D.A. Forsyth --- 3310 Siebel Center

A cranky male largemouth bass tries to chase a diver from its nest.

TA's:

MCS-DS version of the course
- Krishna Kothapalli Lead
- Daniel Calzada
- Taiyu Dong
- Shreya Rajpal
- Ehsan Saleh
Online version of the course
- Binglin Chen
In person version of the course
- Christopher Benson
- Ji Li
- Maghav Kumar

Homework 3: Due 19 Feb 2017 23h59 (Mon; midnight)

You may do this homework in groups of up to 3 contributors. Groups of 1 or of 2 are just fine, too. A group can consist of any mixture of any type of student (MSCS-DS/Online/Face). We do not offer coordination services for complex group interactions, and you may want to take this into account when forming your group.

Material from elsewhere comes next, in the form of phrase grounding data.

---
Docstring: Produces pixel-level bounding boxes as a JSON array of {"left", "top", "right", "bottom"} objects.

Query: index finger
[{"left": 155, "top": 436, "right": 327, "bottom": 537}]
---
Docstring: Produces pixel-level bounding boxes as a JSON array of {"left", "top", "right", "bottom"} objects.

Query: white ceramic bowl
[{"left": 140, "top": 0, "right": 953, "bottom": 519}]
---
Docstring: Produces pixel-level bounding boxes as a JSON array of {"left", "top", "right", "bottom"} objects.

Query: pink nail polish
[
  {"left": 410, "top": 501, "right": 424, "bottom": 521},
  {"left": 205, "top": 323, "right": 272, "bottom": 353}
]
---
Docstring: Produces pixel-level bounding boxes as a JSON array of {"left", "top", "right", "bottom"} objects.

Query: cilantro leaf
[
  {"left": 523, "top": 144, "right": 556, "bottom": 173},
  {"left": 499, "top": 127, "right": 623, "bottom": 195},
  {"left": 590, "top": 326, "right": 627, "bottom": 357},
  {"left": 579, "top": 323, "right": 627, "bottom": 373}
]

Submission: Course submission policy is here

You may use any programming language that amuses you for this homework.

Problem 1

CIFAR-10 is a dataset of 32x32 images in 10 categories, collected by Alex Krizhevsky, Vinod Nair, and Geoffrey Hinton. It is often used to evaluate machine learning algorithms. You can download this dataset from https:// www.cs.toronto.edu/~kriz/cifar.html.

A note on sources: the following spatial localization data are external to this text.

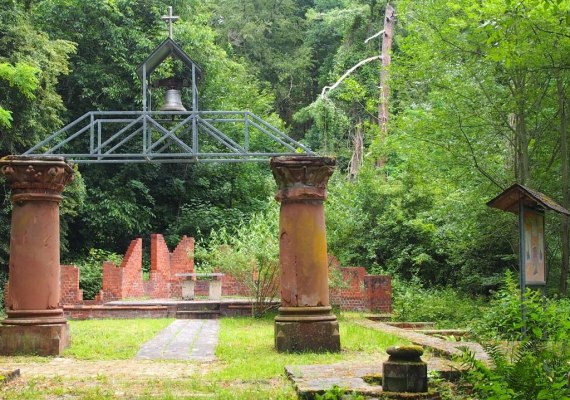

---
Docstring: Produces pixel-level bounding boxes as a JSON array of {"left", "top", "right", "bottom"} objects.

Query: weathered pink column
[
  {"left": 0, "top": 155, "right": 74, "bottom": 356},
  {"left": 270, "top": 156, "right": 340, "bottom": 352}
]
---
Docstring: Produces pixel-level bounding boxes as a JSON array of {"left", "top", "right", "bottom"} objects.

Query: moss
[
  {"left": 362, "top": 373, "right": 383, "bottom": 385},
  {"left": 386, "top": 345, "right": 424, "bottom": 360}
]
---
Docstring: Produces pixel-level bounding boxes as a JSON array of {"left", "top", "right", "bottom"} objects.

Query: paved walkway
[
  {"left": 355, "top": 319, "right": 491, "bottom": 366},
  {"left": 136, "top": 319, "right": 220, "bottom": 361}
]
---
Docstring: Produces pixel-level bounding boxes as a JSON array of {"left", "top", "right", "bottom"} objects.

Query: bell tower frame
[
  {"left": 24, "top": 6, "right": 313, "bottom": 163},
  {"left": 138, "top": 37, "right": 201, "bottom": 113}
]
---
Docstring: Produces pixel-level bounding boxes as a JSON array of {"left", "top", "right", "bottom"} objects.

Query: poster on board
[{"left": 524, "top": 209, "right": 546, "bottom": 285}]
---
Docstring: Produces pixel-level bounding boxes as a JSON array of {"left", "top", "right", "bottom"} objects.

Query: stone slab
[
  {"left": 209, "top": 280, "right": 222, "bottom": 300},
  {"left": 286, "top": 362, "right": 446, "bottom": 399},
  {"left": 0, "top": 323, "right": 69, "bottom": 356},
  {"left": 357, "top": 319, "right": 491, "bottom": 366},
  {"left": 136, "top": 319, "right": 219, "bottom": 361}
]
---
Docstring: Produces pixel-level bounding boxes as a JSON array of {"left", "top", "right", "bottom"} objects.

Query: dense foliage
[
  {"left": 1, "top": 2, "right": 570, "bottom": 396},
  {"left": 461, "top": 272, "right": 570, "bottom": 399},
  {"left": 196, "top": 204, "right": 280, "bottom": 316},
  {"left": 1, "top": 0, "right": 570, "bottom": 299}
]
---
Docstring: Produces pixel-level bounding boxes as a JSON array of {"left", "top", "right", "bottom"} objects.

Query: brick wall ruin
[
  {"left": 60, "top": 235, "right": 195, "bottom": 305},
  {"left": 329, "top": 259, "right": 392, "bottom": 313},
  {"left": 58, "top": 236, "right": 392, "bottom": 312},
  {"left": 60, "top": 265, "right": 83, "bottom": 305}
]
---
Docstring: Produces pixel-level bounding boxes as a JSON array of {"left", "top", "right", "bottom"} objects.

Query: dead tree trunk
[
  {"left": 348, "top": 118, "right": 364, "bottom": 179},
  {"left": 377, "top": 3, "right": 396, "bottom": 168}
]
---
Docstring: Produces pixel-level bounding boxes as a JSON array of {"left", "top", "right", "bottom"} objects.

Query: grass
[
  {"left": 213, "top": 313, "right": 407, "bottom": 380},
  {"left": 0, "top": 314, "right": 408, "bottom": 399},
  {"left": 63, "top": 318, "right": 174, "bottom": 359}
]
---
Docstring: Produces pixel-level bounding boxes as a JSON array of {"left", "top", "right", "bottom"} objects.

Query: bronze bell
[{"left": 161, "top": 89, "right": 186, "bottom": 111}]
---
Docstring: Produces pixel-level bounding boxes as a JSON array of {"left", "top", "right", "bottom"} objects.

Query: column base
[
  {"left": 274, "top": 306, "right": 340, "bottom": 353},
  {"left": 3, "top": 308, "right": 67, "bottom": 325},
  {"left": 0, "top": 322, "right": 70, "bottom": 356}
]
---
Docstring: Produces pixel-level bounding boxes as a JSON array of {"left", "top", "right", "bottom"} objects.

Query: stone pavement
[
  {"left": 355, "top": 319, "right": 491, "bottom": 366},
  {"left": 286, "top": 318, "right": 488, "bottom": 398},
  {"left": 286, "top": 358, "right": 460, "bottom": 399},
  {"left": 136, "top": 319, "right": 219, "bottom": 361}
]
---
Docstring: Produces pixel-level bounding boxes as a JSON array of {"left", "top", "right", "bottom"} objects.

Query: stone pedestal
[
  {"left": 209, "top": 279, "right": 222, "bottom": 300},
  {"left": 383, "top": 345, "right": 428, "bottom": 393},
  {"left": 270, "top": 156, "right": 340, "bottom": 353},
  {"left": 0, "top": 156, "right": 74, "bottom": 356},
  {"left": 182, "top": 280, "right": 195, "bottom": 300}
]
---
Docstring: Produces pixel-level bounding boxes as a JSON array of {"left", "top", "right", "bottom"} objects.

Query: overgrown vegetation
[
  {"left": 391, "top": 277, "right": 485, "bottom": 328},
  {"left": 68, "top": 248, "right": 123, "bottom": 300},
  {"left": 196, "top": 204, "right": 280, "bottom": 316},
  {"left": 460, "top": 341, "right": 570, "bottom": 400},
  {"left": 458, "top": 273, "right": 570, "bottom": 399},
  {"left": 472, "top": 271, "right": 570, "bottom": 342}
]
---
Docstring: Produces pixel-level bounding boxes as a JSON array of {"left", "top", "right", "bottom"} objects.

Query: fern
[{"left": 460, "top": 340, "right": 570, "bottom": 400}]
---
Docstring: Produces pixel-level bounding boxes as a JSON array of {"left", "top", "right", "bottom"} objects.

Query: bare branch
[
  {"left": 365, "top": 29, "right": 385, "bottom": 44},
  {"left": 321, "top": 55, "right": 382, "bottom": 97}
]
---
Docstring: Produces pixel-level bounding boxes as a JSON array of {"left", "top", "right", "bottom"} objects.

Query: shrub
[
  {"left": 472, "top": 271, "right": 570, "bottom": 342},
  {"left": 391, "top": 276, "right": 485, "bottom": 328},
  {"left": 460, "top": 272, "right": 570, "bottom": 399},
  {"left": 73, "top": 248, "right": 123, "bottom": 300},
  {"left": 196, "top": 204, "right": 279, "bottom": 316},
  {"left": 460, "top": 341, "right": 570, "bottom": 400}
]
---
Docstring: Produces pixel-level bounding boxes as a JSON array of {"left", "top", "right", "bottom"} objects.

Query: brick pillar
[
  {"left": 365, "top": 275, "right": 392, "bottom": 313},
  {"left": 0, "top": 155, "right": 74, "bottom": 356},
  {"left": 270, "top": 156, "right": 340, "bottom": 352}
]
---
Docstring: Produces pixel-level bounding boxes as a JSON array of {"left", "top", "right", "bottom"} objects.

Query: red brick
[{"left": 60, "top": 265, "right": 83, "bottom": 305}]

For each category, compute the mean image and the first 20 principal components. Plot the error resulting from representing the images of each category using the first 20 principal components against the category.
Compute the distances between mean images for each pair of classes. Use principal coordinate analysis to make a 2D map of the means of each categories. For this exercise, compute distances by thinking of the images as vectors.
Here is another measure of the similarity of two classes. For class A and class B, define E(A | B) to be the average error obtained by representing all the images of class A using the mean of class A and the first 20 principal components of class B. Now define the similarity between classes to be (1/2)(E(A | B) + E(B | A)). If A and B are very similar, then this error should be small, because A's principal components should be good at representing B. But if they are very different, then A's principal components should represent B poorly. In turn, the similarity measure should be big. Use principal coordinate analysis to make a 2D map of the classes. Compare this map to the map in the previous exercise? are they different? why?